BECKER JEAN (1933- )
Jean Becker est, dans les années 1950, l'assistant de Julien Duvivier, Henri Verneuil ainsi que de son père Jacques Becker. Il dirige même des plans de l'œuvre ultime de ce dernier, Le Trou (1960) dont il supervise le montage, le film n'étant sorti qu'après la mort de son auteur. Comme réalisateur, Jean Becker signe d'abord trois films policiers interprétés par Jean-Paul Belmondo au mieux de son talent : Un nommé La Rocca (1961) fait le récit d'une amitié brisée ; Échappement libre (1964) recompose, autour d'une histoire de contrebande, le couple formé avec Jean Seberg dans À bout de souffle (J.-L. Godard, 1960) ; Tendre Voyou (1966) marque déjà le changement d'image de l'acteur qui incarne ici un gigolo escroquant les riches pour vivre avec faste. Quant à Pas de caviar pour tante Olga (1965), c'est un essai de comique proche de l'absurde. Visiblement Jean Becker cherche un style et un ton qui le démarquent de l'ombre paternelle.

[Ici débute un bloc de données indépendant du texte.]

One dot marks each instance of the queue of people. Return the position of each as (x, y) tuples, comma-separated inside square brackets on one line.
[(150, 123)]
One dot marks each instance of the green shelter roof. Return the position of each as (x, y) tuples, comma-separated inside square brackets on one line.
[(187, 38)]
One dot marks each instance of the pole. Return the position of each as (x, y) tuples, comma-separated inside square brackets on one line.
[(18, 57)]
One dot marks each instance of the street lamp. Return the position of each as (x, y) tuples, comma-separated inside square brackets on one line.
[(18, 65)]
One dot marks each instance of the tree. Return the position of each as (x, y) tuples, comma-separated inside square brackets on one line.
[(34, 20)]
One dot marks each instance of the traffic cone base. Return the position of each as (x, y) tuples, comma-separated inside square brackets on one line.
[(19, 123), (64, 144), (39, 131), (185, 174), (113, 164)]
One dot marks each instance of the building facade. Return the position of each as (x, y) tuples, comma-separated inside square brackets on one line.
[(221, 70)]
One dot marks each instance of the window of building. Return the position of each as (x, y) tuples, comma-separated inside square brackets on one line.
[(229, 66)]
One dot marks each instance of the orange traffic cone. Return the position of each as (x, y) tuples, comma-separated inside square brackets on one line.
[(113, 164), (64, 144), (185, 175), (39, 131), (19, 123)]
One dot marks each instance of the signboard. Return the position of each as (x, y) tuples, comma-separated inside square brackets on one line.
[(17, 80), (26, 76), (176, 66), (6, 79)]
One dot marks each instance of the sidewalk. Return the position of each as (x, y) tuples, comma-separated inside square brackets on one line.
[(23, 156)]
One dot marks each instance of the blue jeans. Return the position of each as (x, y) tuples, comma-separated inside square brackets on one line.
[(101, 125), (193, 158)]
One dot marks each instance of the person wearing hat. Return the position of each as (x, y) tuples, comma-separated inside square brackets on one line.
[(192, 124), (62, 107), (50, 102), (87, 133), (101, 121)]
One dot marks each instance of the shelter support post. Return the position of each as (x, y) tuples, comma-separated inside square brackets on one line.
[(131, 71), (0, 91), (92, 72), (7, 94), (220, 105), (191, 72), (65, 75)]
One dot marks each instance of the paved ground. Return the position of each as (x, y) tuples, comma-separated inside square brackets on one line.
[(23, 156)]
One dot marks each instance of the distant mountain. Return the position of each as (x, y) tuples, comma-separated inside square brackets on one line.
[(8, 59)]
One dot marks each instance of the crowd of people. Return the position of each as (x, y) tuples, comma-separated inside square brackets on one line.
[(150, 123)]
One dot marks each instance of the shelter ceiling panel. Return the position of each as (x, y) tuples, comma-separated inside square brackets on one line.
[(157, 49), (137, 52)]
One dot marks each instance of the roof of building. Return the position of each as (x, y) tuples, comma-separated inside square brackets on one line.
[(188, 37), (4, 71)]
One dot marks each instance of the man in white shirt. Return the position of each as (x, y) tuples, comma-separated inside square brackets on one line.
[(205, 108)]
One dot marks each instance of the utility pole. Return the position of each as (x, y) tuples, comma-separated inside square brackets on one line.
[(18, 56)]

Il arrête alors pendant près de vingt ans la fiction pour se consacrer au cinéma publicitaire. Pour son retour au long-métrage en 1983, il adapte un roman de Sébastien Japrisot, L'Été meurtrier, et offre à Isabelle Adjani son plus grand succès public : poussée par un désir de vengeance, celle-ci met la petite ville ensoleillée à feu et à sang, mais c'est le pauvre Pin Pon (Alain Souchon) qui sera la principale victime, car Éliane s'est complètement trompée en recherchant les meurtriers de sa mère. La tragédie tourne au mélodrame flamboyant. Encore une douzaine d'années consacrées à la télévision et Jean Becker revient en 1995 au cinéma avec une manière de variation sur le scénario précédent : Elisa (Vanessa Paradis), fille scandaleusement émancipée, va venger elle aussi celle que son père avait forcée à se prostituer.

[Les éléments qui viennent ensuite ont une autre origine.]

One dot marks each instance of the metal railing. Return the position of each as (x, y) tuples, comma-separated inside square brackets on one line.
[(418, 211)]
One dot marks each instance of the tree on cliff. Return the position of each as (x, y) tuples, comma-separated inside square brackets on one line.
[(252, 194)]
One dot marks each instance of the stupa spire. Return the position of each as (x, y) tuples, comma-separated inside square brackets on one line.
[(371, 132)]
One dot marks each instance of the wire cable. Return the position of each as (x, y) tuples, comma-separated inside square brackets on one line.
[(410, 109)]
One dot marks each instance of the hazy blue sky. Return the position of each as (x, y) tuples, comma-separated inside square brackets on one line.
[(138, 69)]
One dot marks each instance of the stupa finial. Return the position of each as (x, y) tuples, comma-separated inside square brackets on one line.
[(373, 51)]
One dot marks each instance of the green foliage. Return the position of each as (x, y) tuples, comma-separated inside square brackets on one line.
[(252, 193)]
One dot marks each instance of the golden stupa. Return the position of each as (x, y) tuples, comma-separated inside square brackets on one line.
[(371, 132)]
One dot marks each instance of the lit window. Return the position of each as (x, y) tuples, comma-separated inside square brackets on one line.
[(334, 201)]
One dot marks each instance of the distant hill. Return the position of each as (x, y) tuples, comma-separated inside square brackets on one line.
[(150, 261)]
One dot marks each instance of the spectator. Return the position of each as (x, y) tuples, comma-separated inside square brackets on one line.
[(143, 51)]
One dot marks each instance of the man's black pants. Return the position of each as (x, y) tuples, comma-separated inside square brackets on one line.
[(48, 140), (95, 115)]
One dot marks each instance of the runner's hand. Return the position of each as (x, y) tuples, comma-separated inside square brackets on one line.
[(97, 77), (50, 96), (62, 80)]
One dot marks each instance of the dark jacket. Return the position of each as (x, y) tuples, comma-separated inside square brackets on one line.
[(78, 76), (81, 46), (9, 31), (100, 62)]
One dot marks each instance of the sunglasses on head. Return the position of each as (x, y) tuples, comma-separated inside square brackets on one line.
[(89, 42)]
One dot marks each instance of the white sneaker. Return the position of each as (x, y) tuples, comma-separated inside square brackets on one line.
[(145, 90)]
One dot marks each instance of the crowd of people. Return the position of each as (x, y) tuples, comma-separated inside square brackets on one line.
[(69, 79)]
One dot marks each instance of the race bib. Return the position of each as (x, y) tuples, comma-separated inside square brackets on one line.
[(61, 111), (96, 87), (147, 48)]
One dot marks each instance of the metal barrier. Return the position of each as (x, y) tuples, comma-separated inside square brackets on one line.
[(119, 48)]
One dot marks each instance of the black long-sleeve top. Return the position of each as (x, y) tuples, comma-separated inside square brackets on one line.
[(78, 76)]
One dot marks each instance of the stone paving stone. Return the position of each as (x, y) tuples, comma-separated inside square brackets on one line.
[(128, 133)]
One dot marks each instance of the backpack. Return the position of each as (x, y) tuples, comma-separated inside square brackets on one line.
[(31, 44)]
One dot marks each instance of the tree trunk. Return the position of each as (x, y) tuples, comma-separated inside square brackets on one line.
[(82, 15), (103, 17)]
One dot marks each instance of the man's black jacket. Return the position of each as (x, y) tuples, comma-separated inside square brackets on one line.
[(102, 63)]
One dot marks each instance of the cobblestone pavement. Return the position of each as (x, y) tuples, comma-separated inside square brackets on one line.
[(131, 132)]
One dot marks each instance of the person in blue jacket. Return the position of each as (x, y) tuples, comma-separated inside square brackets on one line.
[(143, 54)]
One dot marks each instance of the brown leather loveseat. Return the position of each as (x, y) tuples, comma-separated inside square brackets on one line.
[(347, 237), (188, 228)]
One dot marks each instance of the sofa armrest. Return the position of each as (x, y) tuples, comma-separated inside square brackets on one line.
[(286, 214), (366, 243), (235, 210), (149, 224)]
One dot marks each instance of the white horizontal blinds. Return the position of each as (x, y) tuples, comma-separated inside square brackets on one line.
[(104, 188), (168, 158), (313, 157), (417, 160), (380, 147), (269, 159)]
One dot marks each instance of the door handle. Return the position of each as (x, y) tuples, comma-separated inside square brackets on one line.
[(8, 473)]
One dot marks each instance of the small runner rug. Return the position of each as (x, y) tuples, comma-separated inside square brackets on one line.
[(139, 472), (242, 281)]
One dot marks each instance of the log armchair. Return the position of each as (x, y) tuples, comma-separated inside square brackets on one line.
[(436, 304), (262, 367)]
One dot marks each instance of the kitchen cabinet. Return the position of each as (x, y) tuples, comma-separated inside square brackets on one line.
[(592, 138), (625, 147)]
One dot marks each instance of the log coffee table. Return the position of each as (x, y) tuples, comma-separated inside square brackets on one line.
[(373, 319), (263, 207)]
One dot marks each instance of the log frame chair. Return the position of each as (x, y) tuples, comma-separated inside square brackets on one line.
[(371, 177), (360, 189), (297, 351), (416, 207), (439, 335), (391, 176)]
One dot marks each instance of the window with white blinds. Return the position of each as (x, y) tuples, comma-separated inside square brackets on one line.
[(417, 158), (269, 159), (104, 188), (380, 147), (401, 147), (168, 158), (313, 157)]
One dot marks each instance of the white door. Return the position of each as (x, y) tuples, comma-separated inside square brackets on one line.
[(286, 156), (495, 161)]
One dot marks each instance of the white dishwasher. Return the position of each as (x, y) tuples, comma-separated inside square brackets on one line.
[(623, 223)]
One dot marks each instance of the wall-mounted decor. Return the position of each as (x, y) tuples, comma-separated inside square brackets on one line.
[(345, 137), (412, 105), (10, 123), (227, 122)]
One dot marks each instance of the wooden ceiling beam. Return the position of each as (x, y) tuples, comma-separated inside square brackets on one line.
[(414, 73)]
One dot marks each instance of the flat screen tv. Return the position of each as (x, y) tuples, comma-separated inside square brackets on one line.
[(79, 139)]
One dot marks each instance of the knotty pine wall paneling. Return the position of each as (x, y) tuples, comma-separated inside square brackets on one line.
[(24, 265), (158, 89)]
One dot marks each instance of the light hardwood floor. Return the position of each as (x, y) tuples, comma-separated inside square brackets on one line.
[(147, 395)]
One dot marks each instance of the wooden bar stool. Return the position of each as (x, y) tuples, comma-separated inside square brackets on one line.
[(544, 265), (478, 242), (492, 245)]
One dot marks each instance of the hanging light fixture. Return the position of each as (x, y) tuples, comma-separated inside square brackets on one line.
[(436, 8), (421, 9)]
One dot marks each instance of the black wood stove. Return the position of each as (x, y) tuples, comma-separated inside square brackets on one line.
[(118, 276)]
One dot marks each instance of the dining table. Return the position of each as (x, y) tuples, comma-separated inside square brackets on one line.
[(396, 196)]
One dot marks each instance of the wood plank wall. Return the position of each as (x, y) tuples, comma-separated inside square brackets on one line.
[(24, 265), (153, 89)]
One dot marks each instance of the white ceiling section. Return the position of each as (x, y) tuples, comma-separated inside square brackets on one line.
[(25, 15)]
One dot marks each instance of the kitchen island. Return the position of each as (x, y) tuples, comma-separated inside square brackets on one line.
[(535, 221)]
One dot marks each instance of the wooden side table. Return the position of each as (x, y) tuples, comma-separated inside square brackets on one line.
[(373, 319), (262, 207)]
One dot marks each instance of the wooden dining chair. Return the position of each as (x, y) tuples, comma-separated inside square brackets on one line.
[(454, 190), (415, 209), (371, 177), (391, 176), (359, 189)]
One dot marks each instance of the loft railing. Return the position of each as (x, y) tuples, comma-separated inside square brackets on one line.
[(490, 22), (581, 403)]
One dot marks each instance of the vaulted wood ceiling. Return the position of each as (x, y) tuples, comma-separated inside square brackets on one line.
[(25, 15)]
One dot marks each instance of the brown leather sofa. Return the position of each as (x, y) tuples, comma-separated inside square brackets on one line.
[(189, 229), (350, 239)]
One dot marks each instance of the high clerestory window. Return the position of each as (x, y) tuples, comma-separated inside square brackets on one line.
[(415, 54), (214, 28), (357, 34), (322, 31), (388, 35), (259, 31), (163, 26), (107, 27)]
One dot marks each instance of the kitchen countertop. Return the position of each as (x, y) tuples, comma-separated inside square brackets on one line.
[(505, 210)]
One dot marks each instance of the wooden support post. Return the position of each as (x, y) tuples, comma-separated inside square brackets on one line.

Depuis lors, souvent associé à Japrisot pour le scénario, Jean Becker arrondit davantage les angles de sa dramaturgie et tire volontiers ses récits vers la fable, comme à la recherche d'un art de vivre et de valeurs que l'on croyait disparues, à contre-courant de la vitesse, de l'érotisme et de la violence d'un certain cinéma américain. Rural, nostalgique, hors du temps, proche de la nature, Les Enfants du marais (1999) fut trouvé poétique, et d'une sagesse rafraîchissante par un large public, tandis que la critique le jugeait plutôt suranné, populiste, rétrograde et d'une facture obsolète. Les films suivants seront reçus à peu près de la même façon, qu'il s'agisse d'un remake de La Poison de Sacha Guitry (Un crime au paradis, 2001, avec Jacques Villeret et Josiane Balasko, mais sans le cynisme méchant de l'original), d'un hommage aux héros anonymes des heures les plus noires de l'Occupation (Effroyables Jardins, 2003) ou de Dialogue avec mon jardinier (2007, d'après le roman d'Henri Cueno, rencontre édifiante entre l'humanisme de l'homme des champs et les préoccupations de celui des villes).

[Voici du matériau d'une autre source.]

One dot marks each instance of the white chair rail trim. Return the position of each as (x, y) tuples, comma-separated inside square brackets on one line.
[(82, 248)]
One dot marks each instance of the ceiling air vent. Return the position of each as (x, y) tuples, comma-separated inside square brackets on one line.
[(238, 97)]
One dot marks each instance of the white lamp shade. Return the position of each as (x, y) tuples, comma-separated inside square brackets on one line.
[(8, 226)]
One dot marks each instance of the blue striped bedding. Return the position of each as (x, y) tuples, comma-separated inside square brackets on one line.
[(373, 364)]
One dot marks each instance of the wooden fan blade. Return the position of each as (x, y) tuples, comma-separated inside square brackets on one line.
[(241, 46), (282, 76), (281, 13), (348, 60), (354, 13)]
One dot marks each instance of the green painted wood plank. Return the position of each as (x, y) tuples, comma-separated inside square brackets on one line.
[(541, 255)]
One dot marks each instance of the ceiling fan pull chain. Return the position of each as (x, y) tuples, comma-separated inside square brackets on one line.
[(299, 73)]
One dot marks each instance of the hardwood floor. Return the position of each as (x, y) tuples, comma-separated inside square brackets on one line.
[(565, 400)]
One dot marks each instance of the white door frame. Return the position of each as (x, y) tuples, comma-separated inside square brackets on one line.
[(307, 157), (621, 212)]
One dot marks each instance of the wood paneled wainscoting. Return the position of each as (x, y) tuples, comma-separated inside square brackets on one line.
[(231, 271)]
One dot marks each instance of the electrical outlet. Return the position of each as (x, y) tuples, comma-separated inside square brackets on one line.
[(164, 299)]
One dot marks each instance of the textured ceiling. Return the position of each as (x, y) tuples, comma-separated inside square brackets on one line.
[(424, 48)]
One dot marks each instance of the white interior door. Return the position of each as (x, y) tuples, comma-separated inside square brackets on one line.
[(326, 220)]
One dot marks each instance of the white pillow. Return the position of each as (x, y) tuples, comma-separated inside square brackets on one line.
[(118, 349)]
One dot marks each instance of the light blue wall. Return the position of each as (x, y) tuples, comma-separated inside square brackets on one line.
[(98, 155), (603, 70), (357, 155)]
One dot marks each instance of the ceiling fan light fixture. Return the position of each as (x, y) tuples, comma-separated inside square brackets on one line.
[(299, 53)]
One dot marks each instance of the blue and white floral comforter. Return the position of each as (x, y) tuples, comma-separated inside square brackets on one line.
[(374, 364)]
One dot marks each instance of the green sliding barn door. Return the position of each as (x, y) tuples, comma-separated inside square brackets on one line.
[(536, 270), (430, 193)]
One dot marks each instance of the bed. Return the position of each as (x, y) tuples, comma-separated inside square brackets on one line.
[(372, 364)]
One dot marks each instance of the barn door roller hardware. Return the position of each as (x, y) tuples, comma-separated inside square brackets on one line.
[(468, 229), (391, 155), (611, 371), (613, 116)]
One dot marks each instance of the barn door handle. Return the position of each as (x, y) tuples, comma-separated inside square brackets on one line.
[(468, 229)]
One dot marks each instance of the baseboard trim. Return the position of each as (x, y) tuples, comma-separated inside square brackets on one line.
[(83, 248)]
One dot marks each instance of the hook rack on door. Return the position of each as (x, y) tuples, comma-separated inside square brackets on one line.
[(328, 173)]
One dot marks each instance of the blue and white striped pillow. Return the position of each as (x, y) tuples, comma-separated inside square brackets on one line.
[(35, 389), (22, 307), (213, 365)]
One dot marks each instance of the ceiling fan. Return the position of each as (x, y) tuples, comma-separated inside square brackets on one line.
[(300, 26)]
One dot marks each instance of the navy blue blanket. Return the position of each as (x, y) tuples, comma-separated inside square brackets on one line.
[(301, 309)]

Le cinéma de Jean Becker joue sur l'émotion et met en scène de façon très classique des petites gens avec leurs passions, faiblesses et fêlures, mais aussi leur grandeur, et surtout leur fidélité à une conception de la vie basée sur la simplicité, la profondeur et la convivialité. Deux Jours à tuer (2008) surprend donc en montrant la colère qui saisit un quadragénaire bien rangé rejetant violemment les mensonges de l'existence. Du même coup, la construction du film rompt elle-même avec la montée dramatique traditionnelle en bouleversant au final le portrait psychologique du personnage. Le metteur en scène a également réalisé La Tête en friche (2010) et Bienvenue parmi nous (2012).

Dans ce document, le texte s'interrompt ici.